Die kaschubisch-tschechischen Beziehungen, die bereits im Mittelalter begannen und sich in den folgenden Jahrhunderten entwickelten, mit einer besonderen Intensivierung im 19. und 20. Jahrhundert. Prag und seine kulturelle Bedeutung für Europa fanden ihren Niederschlag in einer der slawischen Traditionen, nämlich der kaschubischen. Von hier aus kamen im Mittelalter die Kartäusermönche aus Smichow, das damals in der Nähe von Prag lag, in die Kaschubei und gründeten in der Stadt Kartouzy ihr Kloster, das bis heute funktioniert. Ein sehr wichtiges Ereignis für die Entwicklung des Christentums in Pommern war die Christianisierungsmission des hl. Vojtěch (Adalbert), die den Niederschlag in der zeitgenössischen historischen polnischen Prosa gefunden hat. Die kaschubisch-tschechischen literarischen und kulturellen Kontakte sind Gegenstand der Recherchen und Anfragen in Prag, die sich hauptsächlich darauf konzentrieren, Zeugnisse zu erhalten, die den Transfer der Durchdringung beider kultureller Traditionen, d.h. der kaschubischen und der tschechischen, zeigen. Der Einfluss der tschechischen Kultur auf die kaschubische und der kaschubischen Kultur auf die tschechische ist auf historischer, biographischer, literarischer, übersetzerischer und wissenschaftlicher Ebene präsent.

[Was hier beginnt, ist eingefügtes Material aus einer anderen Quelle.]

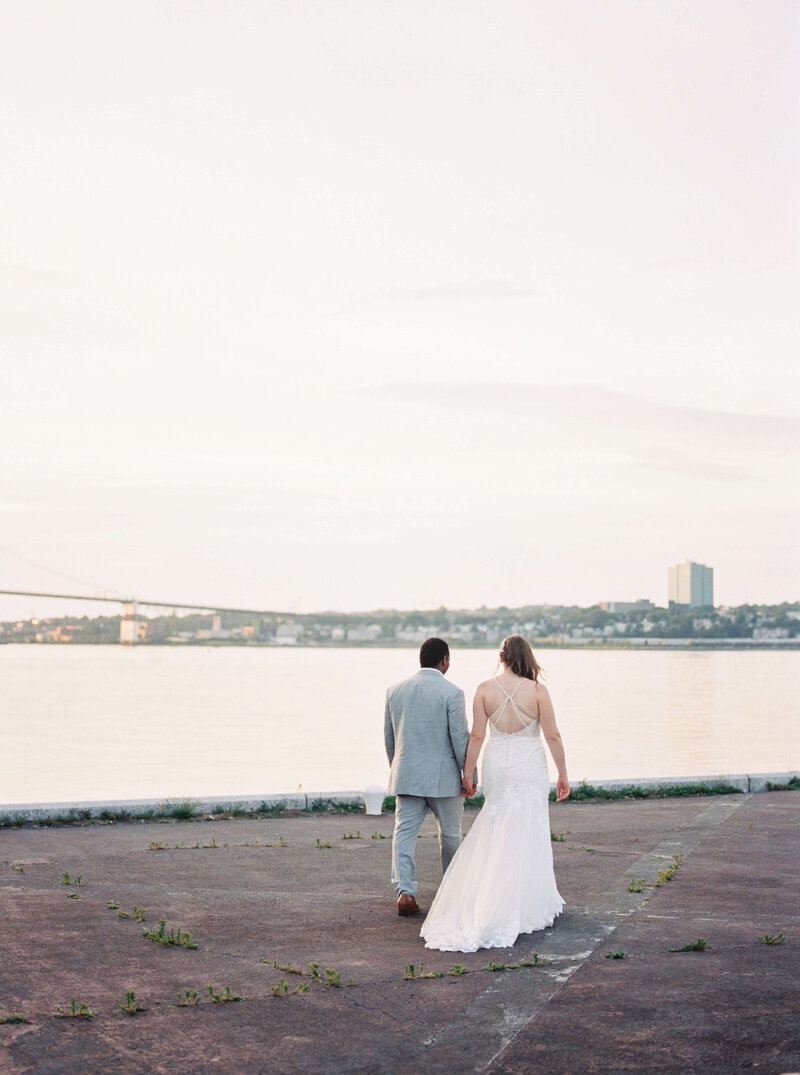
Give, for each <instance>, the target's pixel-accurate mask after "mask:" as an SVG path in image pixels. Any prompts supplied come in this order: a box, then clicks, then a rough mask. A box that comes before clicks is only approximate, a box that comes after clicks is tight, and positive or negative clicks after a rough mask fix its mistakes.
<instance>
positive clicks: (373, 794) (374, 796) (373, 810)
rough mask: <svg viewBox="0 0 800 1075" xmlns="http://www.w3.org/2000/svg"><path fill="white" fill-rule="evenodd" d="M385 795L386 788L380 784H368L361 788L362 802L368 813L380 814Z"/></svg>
mask: <svg viewBox="0 0 800 1075" xmlns="http://www.w3.org/2000/svg"><path fill="white" fill-rule="evenodd" d="M385 797H386V788H382V787H381V785H380V784H369V785H368V786H367V787H366V788H365V789H363V804H365V806H366V807H367V813H368V814H382V813H383V801H384V799H385Z"/></svg>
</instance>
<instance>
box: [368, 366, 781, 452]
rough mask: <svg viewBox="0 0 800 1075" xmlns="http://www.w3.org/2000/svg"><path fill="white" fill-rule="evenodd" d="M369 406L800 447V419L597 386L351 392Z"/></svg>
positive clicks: (464, 384) (409, 386)
mask: <svg viewBox="0 0 800 1075" xmlns="http://www.w3.org/2000/svg"><path fill="white" fill-rule="evenodd" d="M356 391H357V393H359V395H362V396H368V397H370V398H371V399H374V400H376V401H377V400H385V401H387V402H395V403H397V402H406V403H416V404H418V405H420V406H434V407H437V408H438V410H440V411H442V410H451V411H461V412H469V413H470V414H471V415H472V416H474V415H475V414H478V413H482V414H486V415H488V414H491V415H492V416H494V415H495V413H496V412H499V413H502V414H504V415H506V416H508V417H509V418H514V419H517V418H519V417H520V416H523V415H525V416H526V417H531V414H532V412H533V410H534V408H535V417H537V420H538V421H542V422H547V424H548V425H549V424H551V422H552V421H554V420H557V421H575V422H578V421H580V422H581V424H582V425H584V426H586V425H591V426H596V427H597V428H598V429H599V430H600V429H602V430H604V431H605V433H606V434H608V435H616V434H618V433H620V432H623V433H627V434H633V433H640V434H642V435H647V436H651V435H652V436H658V435H671V436H675V435H681V436H683V438H685V439H687V440H691V441H694V440H696V439H698V440H702V441H710V440H711V441H713V440H715V439H717V440H723V441H725V442H726V443H730V444H734V445H737V446H739V447H741V448H757V449H760V450H774V451H778V453H781V454H783V453H787V451H797V450H798V448H799V447H800V418H795V417H791V416H789V415H770V414H747V413H745V412H732V411H716V410H713V408H708V407H691V406H681V405H678V404H674V403H661V402H659V401H657V400H651V399H646V398H644V397H639V396H632V395H629V393H627V392H620V391H616V390H614V389H611V388H601V387H598V386H585V387H578V386H555V387H554V386H548V385H531V384H519V383H515V384H502V383H498V382H487V383H483V382H463V381H462V382H435V383H432V382H413V383H412V382H397V383H395V384H388V385H374V386H368V387H365V388H361V389H357V390H356Z"/></svg>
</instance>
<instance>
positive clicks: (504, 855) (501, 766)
mask: <svg viewBox="0 0 800 1075" xmlns="http://www.w3.org/2000/svg"><path fill="white" fill-rule="evenodd" d="M495 682H496V683H497V679H496V680H495ZM520 682H522V680H520ZM497 685H498V687H500V689H501V690H502V691H503V693H504V694H505V699H504V701H503V702H502V704H501V705H500V707H499V708H498V709H496V711H495V713H492V714H491V716H490V717H489V721H488V722H489V726H490V734H489V741H488V743H487V744H486V748H485V750H484V760H483V765H482V771H481V775H482V780H481V786H482V789H483V792H484V795H485V797H486V801H485V804H484V806H483V808H482V811H481V813H480V814H478V815H477V817H476V818H475V821H474V822H473V826H472V828H471V829H470V831H469V833H468V834H467V836H466V837H465V840H463V841H462V843H461V846H460V847H459V848H458V850H457V851H456V855H455V857H454V859H453V861H452V862H451V864H449V866H448V869H447V872H446V873H445V875H444V877H443V879H442V884H441V886H440V888H439V891H438V892H437V895H435V899H434V900H433V903H432V904H431V907H430V912H429V913H428V917H427V918H426V919H425V922H424V923H423V928H422V930H420V931H419V933H420V936H423V937H424V938H425V947H426V948H438V949H439V950H440V951H477V949H478V948H510V947H511V946H512V945H513V944H514V942H515V941H516V938H517V936H518V935H519V934H520V933H530V932H532V931H533V930H542V929H545V927H547V926H552V924H553V922H554V920H555V918H556V916H557V915H559V914H560V912H561V908H562V907H563V900H562V899H561V897H560V894H559V892H558V889H557V888H556V878H555V874H554V873H553V848H552V846H551V829H549V815H548V811H547V793H548V790H549V778H548V776H547V761H546V758H545V755H544V745H543V743H542V736H541V732H540V728H539V720H538V719H535V718H530V717H528V716H527V715H526V714H524V713H523V712H522V711H520V709H519V707H518V706H517V704H516V703H515V701H514V694H515V693H516V688H515V689H514V691H513V693H512V694H509V693H508V691H505V689H504V688H503V687H502V685H501V684H500V683H497ZM518 686H519V684H517V687H518ZM509 704H511V706H512V707H513V711H514V713H515V714H516V717H517V718H518V726H517V730H515V731H505V732H503V731H500V729H499V728H498V727H497V726H498V723H500V722H501V721H502V717H503V715H504V714H505V711H506V707H508V706H509ZM503 723H504V725H505V727H508V726H509V721H508V717H506V720H505V721H503ZM515 725H516V722H515Z"/></svg>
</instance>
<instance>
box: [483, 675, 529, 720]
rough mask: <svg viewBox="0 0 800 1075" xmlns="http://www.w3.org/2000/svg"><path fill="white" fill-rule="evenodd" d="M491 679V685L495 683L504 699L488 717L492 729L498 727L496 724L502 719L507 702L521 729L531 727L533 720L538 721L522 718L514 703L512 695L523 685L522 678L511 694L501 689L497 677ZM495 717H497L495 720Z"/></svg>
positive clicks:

Das Forschungsziel ist es, Materialien zu finden, die in Zukunft für eine Veröffentlichung zu diesem Thema verwendet werden. Mit dem böhmisch-slawischen Milieu des 19. Jahrhunderts, mit J. E. Purkyně und F. L. Čelakovský, war Florian Ceynowa verbunden, der die kaschubische Literatur hervorbrachte. Die böhmischen Slawaisten übersetzten auch Ceynowas Werke. Auch der Briefwechsel zwischen A. Frinta und A. Majkowski aus der ersten Hälfte des 19. Jahrhunderts ist erhalten geblieben. Später sind die Übersetzungen in tschechisch-sprachigen Zeitschriften zu finden. Einer der Kaschuben im 20. Jahrhundert, J. Kiedrowski, war in den Jahren 1967-69 Presseattaché der Botschaft der Volksrepublik Polen in Prag. Es sollte hinzugefügt werden, dass wir im Bereich der Übersetzungsarbeiten Übersetzungen zeitgenössischer kaschubischer Poesie haben, darunter Dichter wie: M. Selina, S. Pestka und A. Nagel, deren Gedichte von Leoš Šatava ins Tschechische übersetzt wurden. Zu Beginn des 21. Jahrhunderts wurde die kaschubische Poesie von R. Drzeżdżon, A. Labuda und A. Pieper von V. Knoll und R. ins Tschechische übersetzt. Alle oben genannten Beispiele zeigen lebhafte Verbindungen zwischen der kleinen kaschubischen Gemeinde und der tschechischen Tradition. Sie sind bisher noch nicht in einer so umfassenden Form erforscht und entwickelt worden, die sie durchaus verdient hätten.